Personal information
- Full name: Jordan Gysberts
- Born: 11 June 1991 (age 34)
- Original teams: Norwood Football Club (Victoria); Yarra Valley Grammar; Eastern Ranges (TAC Cup);
- Draft: No. 11, 2009 national draft
- Debut: Round 10, 29 May 2010, Melbourne vs. Geelong, at Skilled Stadium, Geelong
- Height: 189 cm (6 ft 2 in)
- Weight: 82 kg (181 lb)
- Position: Midfielder

Playing career^{1}
- Years: Club / Games (Goals)
- 2010–2012: Melbourne / 19 (3)
- 2013: North Melbourne / 00 (0)
- Total:  / 19 (3)
- ^{1} Playing statistics correct to the end of 2013.

Career highlights
- 2× AFL Rising Star nominee: 2010, 2011;

= Jordan Gysberts =

Australian rules footballer (born 1991)

Jordan Gysberts (born 11 June 1991) is an Australian rules footballer who previously played for the Melbourne Football Club and the North Melbourne Football Club in Australian Football League (AFL).

==Junior career==
Gysberts played his junior football with the Eastern Ranges in the TAC Cup and for Yarra Valley Grammar, where he played as an inside midfielder with good kicking skills.

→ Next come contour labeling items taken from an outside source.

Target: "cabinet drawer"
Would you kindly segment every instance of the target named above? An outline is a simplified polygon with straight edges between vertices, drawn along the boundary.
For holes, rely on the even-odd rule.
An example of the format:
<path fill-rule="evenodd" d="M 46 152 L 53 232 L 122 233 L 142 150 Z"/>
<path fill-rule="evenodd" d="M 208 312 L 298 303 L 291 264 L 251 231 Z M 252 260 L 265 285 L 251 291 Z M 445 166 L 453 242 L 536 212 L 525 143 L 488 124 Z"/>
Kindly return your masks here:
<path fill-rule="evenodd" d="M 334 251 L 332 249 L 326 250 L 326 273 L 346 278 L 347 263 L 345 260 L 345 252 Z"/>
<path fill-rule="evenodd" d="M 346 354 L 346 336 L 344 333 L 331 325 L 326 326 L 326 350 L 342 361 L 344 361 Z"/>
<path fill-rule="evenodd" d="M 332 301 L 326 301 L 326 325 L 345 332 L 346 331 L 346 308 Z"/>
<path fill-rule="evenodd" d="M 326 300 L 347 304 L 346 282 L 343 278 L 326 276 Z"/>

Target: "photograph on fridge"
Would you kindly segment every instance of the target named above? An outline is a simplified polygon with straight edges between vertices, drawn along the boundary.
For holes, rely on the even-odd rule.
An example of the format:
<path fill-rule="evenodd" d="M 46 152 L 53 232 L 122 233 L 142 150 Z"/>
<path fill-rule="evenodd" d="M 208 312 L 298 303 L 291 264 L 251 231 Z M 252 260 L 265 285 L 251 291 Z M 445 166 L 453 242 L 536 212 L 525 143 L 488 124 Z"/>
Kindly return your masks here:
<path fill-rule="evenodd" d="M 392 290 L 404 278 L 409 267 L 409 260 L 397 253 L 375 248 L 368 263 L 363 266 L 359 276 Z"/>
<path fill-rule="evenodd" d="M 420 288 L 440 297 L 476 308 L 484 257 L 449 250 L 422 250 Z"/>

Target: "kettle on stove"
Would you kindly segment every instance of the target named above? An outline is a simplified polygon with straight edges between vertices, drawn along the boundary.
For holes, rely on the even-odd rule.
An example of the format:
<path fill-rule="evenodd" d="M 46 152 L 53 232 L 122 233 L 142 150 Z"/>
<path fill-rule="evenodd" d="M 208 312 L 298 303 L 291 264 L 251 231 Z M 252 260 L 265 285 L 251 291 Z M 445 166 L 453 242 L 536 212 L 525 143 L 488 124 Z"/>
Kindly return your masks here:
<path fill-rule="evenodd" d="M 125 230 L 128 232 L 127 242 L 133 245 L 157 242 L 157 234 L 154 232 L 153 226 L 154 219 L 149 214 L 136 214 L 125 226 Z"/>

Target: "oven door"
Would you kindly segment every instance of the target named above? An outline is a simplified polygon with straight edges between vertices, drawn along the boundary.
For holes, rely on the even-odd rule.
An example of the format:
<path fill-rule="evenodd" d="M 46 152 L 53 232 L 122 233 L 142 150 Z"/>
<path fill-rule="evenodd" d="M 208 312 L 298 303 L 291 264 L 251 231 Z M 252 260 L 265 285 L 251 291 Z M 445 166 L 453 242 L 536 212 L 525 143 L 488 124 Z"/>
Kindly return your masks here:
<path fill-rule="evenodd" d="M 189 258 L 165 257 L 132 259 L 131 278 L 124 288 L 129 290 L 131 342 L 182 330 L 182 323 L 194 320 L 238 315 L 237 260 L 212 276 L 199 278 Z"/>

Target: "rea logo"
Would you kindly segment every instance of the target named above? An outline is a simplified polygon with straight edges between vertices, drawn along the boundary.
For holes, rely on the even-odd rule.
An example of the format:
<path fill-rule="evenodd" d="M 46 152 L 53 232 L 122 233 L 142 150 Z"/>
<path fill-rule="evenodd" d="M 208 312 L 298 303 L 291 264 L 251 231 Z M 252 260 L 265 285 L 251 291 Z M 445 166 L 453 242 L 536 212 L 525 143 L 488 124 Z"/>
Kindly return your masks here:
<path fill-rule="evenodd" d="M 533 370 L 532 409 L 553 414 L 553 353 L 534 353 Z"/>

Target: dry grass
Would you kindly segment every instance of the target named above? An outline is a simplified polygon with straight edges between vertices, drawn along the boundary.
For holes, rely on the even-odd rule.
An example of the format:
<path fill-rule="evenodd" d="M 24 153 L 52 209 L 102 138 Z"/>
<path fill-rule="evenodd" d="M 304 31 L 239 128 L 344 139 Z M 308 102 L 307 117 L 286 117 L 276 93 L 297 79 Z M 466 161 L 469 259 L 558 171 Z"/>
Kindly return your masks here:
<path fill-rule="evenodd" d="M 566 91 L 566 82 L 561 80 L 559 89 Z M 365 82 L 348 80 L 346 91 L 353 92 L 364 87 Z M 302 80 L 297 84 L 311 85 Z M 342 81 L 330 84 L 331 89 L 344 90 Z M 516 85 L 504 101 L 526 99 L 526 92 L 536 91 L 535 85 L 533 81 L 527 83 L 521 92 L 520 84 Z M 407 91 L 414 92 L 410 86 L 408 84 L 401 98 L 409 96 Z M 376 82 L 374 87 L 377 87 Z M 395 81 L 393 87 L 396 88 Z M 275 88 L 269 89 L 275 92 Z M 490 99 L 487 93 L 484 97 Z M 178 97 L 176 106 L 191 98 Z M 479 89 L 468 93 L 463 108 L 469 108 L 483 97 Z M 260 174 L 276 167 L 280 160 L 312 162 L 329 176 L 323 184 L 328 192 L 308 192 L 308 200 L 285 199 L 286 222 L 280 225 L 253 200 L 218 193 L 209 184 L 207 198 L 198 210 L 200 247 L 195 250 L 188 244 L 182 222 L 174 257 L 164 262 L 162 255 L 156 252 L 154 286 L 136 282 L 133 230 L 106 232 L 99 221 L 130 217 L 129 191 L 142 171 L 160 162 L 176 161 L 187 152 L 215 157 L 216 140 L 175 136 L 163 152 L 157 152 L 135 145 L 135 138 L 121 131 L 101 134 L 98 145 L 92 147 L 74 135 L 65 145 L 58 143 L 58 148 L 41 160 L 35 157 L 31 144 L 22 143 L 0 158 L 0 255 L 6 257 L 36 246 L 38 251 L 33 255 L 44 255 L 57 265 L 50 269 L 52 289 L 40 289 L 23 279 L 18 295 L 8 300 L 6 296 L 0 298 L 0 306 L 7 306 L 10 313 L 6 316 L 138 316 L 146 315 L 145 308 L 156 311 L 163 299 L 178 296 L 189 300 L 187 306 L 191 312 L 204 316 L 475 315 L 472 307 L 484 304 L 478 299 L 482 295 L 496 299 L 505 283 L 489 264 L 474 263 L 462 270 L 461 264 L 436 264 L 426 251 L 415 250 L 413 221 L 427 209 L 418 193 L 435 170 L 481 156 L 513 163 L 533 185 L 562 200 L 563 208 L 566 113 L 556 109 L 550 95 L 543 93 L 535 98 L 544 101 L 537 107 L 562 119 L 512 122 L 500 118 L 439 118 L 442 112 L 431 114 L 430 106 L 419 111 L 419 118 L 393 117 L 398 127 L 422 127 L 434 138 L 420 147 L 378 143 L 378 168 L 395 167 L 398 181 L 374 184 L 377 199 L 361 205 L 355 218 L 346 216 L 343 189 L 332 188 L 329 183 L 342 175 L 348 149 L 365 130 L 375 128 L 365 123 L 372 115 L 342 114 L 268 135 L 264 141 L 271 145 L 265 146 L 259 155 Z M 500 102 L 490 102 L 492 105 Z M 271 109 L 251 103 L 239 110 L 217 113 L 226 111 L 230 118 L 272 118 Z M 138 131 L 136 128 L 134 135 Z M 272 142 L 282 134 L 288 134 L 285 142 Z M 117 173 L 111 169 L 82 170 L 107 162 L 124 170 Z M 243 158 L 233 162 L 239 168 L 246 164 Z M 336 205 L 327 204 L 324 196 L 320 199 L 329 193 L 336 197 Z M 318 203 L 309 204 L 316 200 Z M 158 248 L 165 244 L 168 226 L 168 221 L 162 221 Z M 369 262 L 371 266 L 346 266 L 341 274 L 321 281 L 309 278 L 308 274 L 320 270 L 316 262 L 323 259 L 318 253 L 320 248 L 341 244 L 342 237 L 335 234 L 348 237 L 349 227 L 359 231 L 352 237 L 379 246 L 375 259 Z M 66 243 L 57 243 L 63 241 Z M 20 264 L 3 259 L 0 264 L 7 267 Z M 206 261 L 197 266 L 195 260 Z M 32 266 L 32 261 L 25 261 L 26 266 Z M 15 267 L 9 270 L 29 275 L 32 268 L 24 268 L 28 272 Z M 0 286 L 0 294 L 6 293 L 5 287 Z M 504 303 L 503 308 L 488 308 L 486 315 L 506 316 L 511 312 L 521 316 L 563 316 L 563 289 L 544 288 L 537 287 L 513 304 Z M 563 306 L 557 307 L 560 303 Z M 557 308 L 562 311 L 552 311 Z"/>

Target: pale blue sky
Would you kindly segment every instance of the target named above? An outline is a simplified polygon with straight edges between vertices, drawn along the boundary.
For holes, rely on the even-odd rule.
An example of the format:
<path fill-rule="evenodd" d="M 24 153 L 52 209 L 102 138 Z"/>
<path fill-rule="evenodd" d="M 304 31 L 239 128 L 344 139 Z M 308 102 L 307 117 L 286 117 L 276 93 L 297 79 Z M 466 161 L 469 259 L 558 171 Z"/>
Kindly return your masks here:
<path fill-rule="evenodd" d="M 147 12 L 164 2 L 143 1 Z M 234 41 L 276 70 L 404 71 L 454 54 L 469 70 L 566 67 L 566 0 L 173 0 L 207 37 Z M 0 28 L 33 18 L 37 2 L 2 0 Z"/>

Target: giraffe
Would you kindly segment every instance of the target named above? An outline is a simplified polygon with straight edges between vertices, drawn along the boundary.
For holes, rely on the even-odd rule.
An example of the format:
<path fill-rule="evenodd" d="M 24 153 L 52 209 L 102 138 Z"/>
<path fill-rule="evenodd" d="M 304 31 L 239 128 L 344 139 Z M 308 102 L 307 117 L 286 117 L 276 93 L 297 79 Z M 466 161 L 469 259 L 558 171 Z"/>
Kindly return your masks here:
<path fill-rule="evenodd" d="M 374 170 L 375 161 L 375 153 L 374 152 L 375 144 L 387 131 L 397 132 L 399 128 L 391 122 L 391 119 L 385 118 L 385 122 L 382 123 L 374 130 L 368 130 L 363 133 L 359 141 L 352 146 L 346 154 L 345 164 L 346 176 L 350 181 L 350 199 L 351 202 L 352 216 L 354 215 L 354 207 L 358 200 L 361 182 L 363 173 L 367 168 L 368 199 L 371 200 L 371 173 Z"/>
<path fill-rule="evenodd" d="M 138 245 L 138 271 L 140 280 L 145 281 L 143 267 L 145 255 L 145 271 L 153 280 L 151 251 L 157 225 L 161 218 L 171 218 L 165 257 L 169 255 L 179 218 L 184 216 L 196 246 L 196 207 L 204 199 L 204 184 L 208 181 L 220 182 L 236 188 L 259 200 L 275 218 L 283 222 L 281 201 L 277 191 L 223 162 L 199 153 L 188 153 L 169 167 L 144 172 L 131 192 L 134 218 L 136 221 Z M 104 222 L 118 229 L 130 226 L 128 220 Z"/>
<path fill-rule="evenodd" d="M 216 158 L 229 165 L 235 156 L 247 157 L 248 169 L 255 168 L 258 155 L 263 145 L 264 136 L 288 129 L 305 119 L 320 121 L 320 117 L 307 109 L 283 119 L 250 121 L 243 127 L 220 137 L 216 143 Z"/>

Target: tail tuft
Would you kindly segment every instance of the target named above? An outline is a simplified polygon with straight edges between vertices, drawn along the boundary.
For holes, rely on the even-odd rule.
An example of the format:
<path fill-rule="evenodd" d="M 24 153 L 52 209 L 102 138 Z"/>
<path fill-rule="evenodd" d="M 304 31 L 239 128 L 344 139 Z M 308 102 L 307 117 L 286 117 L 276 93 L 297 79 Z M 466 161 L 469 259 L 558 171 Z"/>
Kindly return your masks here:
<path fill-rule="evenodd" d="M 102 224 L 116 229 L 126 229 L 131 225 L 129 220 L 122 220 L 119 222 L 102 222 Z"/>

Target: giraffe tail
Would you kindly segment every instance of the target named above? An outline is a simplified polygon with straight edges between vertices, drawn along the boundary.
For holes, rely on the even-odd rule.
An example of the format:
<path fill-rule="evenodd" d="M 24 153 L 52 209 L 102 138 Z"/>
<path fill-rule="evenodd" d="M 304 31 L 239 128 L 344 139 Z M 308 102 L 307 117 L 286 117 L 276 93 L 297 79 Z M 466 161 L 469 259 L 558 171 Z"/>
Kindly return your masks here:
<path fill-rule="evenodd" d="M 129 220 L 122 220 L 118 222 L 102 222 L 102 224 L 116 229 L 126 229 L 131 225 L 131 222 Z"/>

Gysberts also represented the Vic Metro side in the 2008 and 2009 NAB AFL Under-18 Championships and averaged 23 disposals a game in the TAC Cup in 2009 for the Eastern Ranges.

Gysberts was named best on ground for the AFL/AIS Under 18 team during its 2009 Cape Town match against the South Africa national Australian rules football team.

==AFL career==
Gysberts was drafted by the Melbourne Football Club in the 2009 AFL National Draft with the 11th overall selection, which Melbourne received in return for trading Brock McLean to the Carlton Football Club. Gysberts was given Brock McLean's number 5 guernsey, which was presented to him by former Melbourne legend Gerard Healy.

After a series of good performances for Melbourne's , the Casey Scorpions, Gysberts was selected by the Melbourne match committee to debut against the Geelong Football Club in Round 10 of the 2010 AFL Season. In an impressive debut, Gysberts amassed 26 disposals for the game, the most of any Melbourne player, and was named as one of Melbourne's best players in their 54-point loss to Geelong. Gysberts repeated the effort of leading Melbourne's possessions in his second game, with 27 overall and also recording four clearances, for which he was awarded a Rising Star nomination, becoming the third Melbourne player, after Jack Trengove and Tom Scully, to be nominated for the Rising Star in 2010. Gysberts was again nominated for the Rising Star award after his Round 11, 2011 match against Essendon.

At the end of the 2012 season, Gysberts was traded to the North Melbourne Football Club with the 63rd pick in that draft, in exchange for Cameron Pedersen and the 74th pick.

At the end of the 2013 season, Gysberts was delisted by North Melbourne Football Club.